Growing as large as 20 mm in length, most leaf-footed bugs appear brown in colour. The upper abdomen appears yellow or light orange and includes five crisscross black patches, which are generally revealed when the insect takes flight. Adults resemble bumble bees while flying due to their similar flight patterns and the loud buzz produced by both types of insects. Nymphs appear orange but slowly change to the colour of the adults after several moults.
Leaf-footed bugs are overwintering species which live in a variety of different environments but prefer well-protected areas. This may include woodpiles, under peeling bark, in tree cracks, and, depending on the region, palm fronds, citrus trees, and inside various manmade structures.
Different species tend to eat from different food sources, though all leaf-footed bugs typically feed on the seeds and fruits of various plants. The pest species has been known to feed on items ranging from tomatoes and pomegranates to numerous nuts, citrus fruits, and ornamental trees and shrubs.
Life Cycle / Reproduction
The eggs of the leaf-footed bug hatch after about 10 days, and females can lay up to 200 eggs at a time. Shaped like barrels, the eggs are deposited in rows, either on twigs or the leaves of plants. Typically, only one generation hatches each year. The insects go through five instars, or moults, before reaching full adulthood in about 30 days.
Problems Caused by Leaf-Footed Bug
Leaf-footed bugs seek shelter to overwinter, which leads to their occasional occurrence indoors when the weather begins to cool. As they aggregate in large numbers, they often alarm people with their increased activity and conspicuous arrival indoors at the end of the fall.
Additionally, leaf-footed bugs can damage crops as they feed. They excrete a digestive enzyme from their piercing mouthparts as a way of liquefying the seed or fruit for consumption. In doing so, they also release a fungal yeast that causes unsightly discolouration.

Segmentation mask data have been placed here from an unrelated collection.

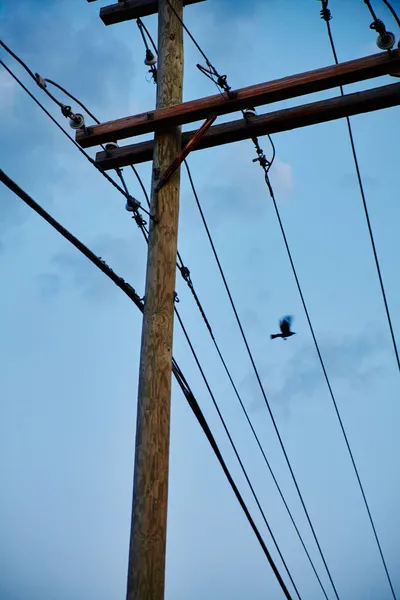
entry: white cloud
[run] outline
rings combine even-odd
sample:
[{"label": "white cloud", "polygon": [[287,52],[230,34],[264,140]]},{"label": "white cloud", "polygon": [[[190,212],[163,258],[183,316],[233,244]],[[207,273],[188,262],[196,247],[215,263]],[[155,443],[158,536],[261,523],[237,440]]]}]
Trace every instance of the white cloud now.
[{"label": "white cloud", "polygon": [[292,167],[279,158],[274,160],[271,167],[271,179],[275,187],[281,192],[290,193],[293,189],[293,172]]}]

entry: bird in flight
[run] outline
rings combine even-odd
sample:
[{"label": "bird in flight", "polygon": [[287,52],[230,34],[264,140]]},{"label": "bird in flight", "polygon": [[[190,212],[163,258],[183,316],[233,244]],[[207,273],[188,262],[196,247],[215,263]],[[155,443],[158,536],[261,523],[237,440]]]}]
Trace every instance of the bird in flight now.
[{"label": "bird in flight", "polygon": [[279,328],[281,330],[281,333],[272,333],[271,334],[271,340],[274,340],[275,338],[282,338],[284,340],[286,340],[286,338],[290,337],[291,335],[295,335],[294,331],[290,331],[290,327],[292,325],[292,320],[293,317],[283,317],[283,319],[280,320],[279,322]]}]

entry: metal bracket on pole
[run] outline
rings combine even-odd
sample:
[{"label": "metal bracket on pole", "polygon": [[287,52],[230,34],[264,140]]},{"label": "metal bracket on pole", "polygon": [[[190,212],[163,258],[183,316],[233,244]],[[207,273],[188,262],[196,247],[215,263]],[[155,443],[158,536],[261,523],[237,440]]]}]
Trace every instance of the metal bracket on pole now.
[{"label": "metal bracket on pole", "polygon": [[172,175],[175,173],[175,171],[180,167],[180,165],[183,163],[183,161],[185,160],[185,158],[188,156],[188,154],[194,150],[195,146],[197,146],[197,144],[199,143],[199,141],[201,140],[201,138],[203,137],[203,135],[205,134],[205,132],[211,127],[211,125],[214,123],[215,119],[217,118],[217,115],[212,114],[210,117],[208,117],[208,119],[206,119],[203,123],[203,125],[200,127],[200,129],[198,129],[196,131],[196,133],[194,134],[194,136],[192,137],[192,139],[186,144],[186,146],[179,152],[178,156],[176,157],[176,159],[172,162],[172,164],[168,167],[168,169],[165,171],[165,173],[163,175],[161,175],[156,187],[155,187],[155,192],[158,193],[161,188],[168,183],[168,181],[171,179]]}]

Detection / Signs of Infestation
The most common sign of a leaf-footed bug infestation is the sight of the insects during their attempts at overwintering. As leaf-footed bugs amass in large numbers, finding them on walls, windows, and in barns and other manmade structures is highly possible. Farmers, gardeners, and nursery attendants may notice shrivelled, deformed, or shrunken seeds where the insects feed. The pests can also affect different crops depending on how early the feeding occurs in the plant’s growth, leading to severe deformities and dead leaves.
The best ways to prevent leaf-footed bugs from entering indoors to overwinter are exclusion and removal of potential overwintering areas around the home, such as woodpiles, outbuildings, and high weed areas. Shield plants with row covers, which are made from a light, permeable material like polypropylene, to protect the vegetation from attack. Replace or repair any loose or damaged screens around the home, caulk around door and window frames, and seal any other possible points of entry, such as cracks in the foundation.
When leaf-footed bugs appear inside the home, use a vacuum to sweep them up. If the infestation becomes too large to handle, contacting a pest control professional may prove necessary. Trained pest control specialists know how to eliminate leaf-footed bugs completely and can also set up integrated pest management plans to keep the insects from returning.